Silvio Berlusconi ist ein völlig anderer Fall. Soweit ich weiß, hat sich keine der Frauen über ihn beschwert. Er war bereit zu zahlen und die Frauen haben das Geld freiwillig genommen, es war eine gegenseitige Vereinbarung. Ob die betreffende Person da 17 oder 18 Jahre alt ist, ist meiner Ansicht nach egal. Bei Mosche Katzav lag der Fall völlig anders - er hat gedacht, dass er alles umsonst kriegt und vor allem: Er hat sich den Frauen gegen ihren Willen aufgedrängt. Hier ging es ganz konkret um Vergewaltigung. Wenn jemand nicht einwilligt, kann er oder sie 40 Jahre alt sein, es bleibt eine Vergewaltigung. Diese Geschichten waren weder sexy noch amüsant. Also noch einmal: Ich finde, das ist überhaupt kein Vergleich zu Berlusconi. Da geht es doch eher darum, ob die italienische Gesellschaft so jemanden als Regierungschef haben will.

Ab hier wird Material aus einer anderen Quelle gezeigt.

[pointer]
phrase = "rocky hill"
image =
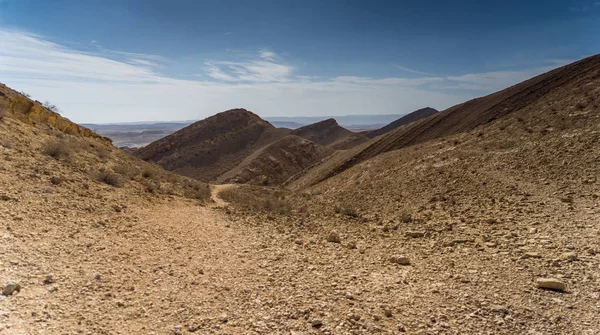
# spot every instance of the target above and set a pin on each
(16, 105)
(278, 162)
(406, 119)
(491, 228)
(208, 148)
(329, 133)
(461, 118)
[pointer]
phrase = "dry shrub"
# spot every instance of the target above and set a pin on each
(346, 210)
(103, 153)
(58, 149)
(197, 190)
(151, 187)
(150, 172)
(110, 178)
(264, 200)
(126, 170)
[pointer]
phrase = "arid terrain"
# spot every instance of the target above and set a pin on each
(480, 219)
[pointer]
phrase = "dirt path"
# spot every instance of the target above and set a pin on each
(215, 190)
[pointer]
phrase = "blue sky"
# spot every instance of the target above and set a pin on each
(130, 60)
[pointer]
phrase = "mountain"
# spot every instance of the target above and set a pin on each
(460, 118)
(208, 148)
(406, 119)
(329, 133)
(277, 162)
(487, 224)
(366, 121)
(15, 104)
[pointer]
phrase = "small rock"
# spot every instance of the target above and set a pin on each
(49, 279)
(569, 256)
(499, 309)
(414, 234)
(399, 259)
(316, 323)
(333, 237)
(354, 317)
(531, 255)
(551, 284)
(11, 287)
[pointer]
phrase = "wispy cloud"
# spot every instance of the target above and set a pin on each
(405, 69)
(115, 86)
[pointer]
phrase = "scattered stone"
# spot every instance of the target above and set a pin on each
(569, 256)
(333, 237)
(11, 287)
(551, 284)
(354, 317)
(532, 255)
(49, 279)
(414, 234)
(399, 259)
(499, 309)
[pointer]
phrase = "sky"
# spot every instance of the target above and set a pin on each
(104, 61)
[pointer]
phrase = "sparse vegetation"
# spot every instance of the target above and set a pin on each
(51, 107)
(58, 149)
(127, 170)
(197, 190)
(346, 210)
(110, 178)
(264, 200)
(150, 172)
(150, 186)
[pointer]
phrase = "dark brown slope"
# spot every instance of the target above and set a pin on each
(460, 118)
(277, 162)
(208, 148)
(329, 133)
(406, 119)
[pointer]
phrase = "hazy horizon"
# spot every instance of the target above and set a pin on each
(114, 62)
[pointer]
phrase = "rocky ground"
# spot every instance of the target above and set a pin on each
(98, 259)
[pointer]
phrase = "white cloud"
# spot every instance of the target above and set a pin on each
(405, 69)
(253, 71)
(115, 86)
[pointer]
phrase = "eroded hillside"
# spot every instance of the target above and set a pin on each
(463, 117)
(206, 149)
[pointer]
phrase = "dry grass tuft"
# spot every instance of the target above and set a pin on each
(58, 149)
(110, 178)
(257, 199)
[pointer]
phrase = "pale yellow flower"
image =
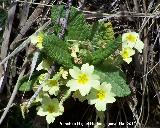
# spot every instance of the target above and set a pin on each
(41, 96)
(63, 72)
(77, 95)
(101, 96)
(83, 80)
(126, 54)
(51, 108)
(43, 65)
(51, 86)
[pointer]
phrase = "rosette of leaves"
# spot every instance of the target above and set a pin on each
(100, 36)
(111, 74)
(56, 50)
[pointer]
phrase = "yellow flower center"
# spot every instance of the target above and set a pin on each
(50, 108)
(101, 95)
(131, 38)
(83, 79)
(125, 53)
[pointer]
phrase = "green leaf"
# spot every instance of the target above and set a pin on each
(116, 79)
(103, 53)
(25, 85)
(57, 50)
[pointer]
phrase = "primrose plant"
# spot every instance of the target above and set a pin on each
(86, 65)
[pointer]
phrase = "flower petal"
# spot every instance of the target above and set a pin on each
(50, 118)
(139, 46)
(74, 72)
(87, 69)
(72, 84)
(100, 106)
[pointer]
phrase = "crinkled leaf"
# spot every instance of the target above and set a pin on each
(57, 50)
(116, 79)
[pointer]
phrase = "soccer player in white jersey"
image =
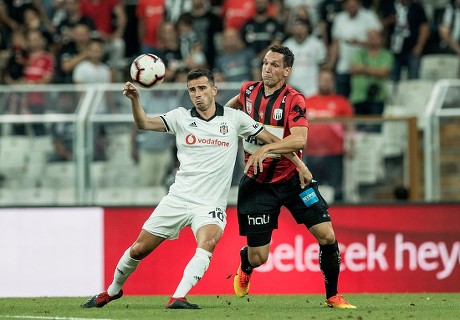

Wurden Sie von den israelischen Medien auch nach dem Fall Katzav befragt? In Deutschland hat man nach der Veröffentlichung von "Das Mädchenschiff" damals eine Verbindung von Ihrem Roman zum Prozess gezogen.

In Israel wurde diese Verbindung niemals gezogen, was auch damit zusammen hängt, dass hier das "Mädchenschiff" lange vor dem Katzav-Skandal erschienen ist. In Deutschland erschien das Buch zufällig gleichzeitig mit den ersten Anschuldigungen gegen Katzav und da wurde dann diese Verbindung hergestellt und ich dementsprechend auf den Skandal angesprochen. Aber hier hatten die Medien genügend Leute, die auch viel näher an dem Geschehen dran waren als ich.

Mit Michal Zamir sprach Samira Lazarovic.

In ihrem Roman "Das Mädchenschiff", der auch in Deutschland zum Bestseller wurde, schildert Michal Zamir die Dienstzeit einer jungen Frau in der israelischen Armee, die von fortwährenden sexuellen Belästigungen begleitet wird.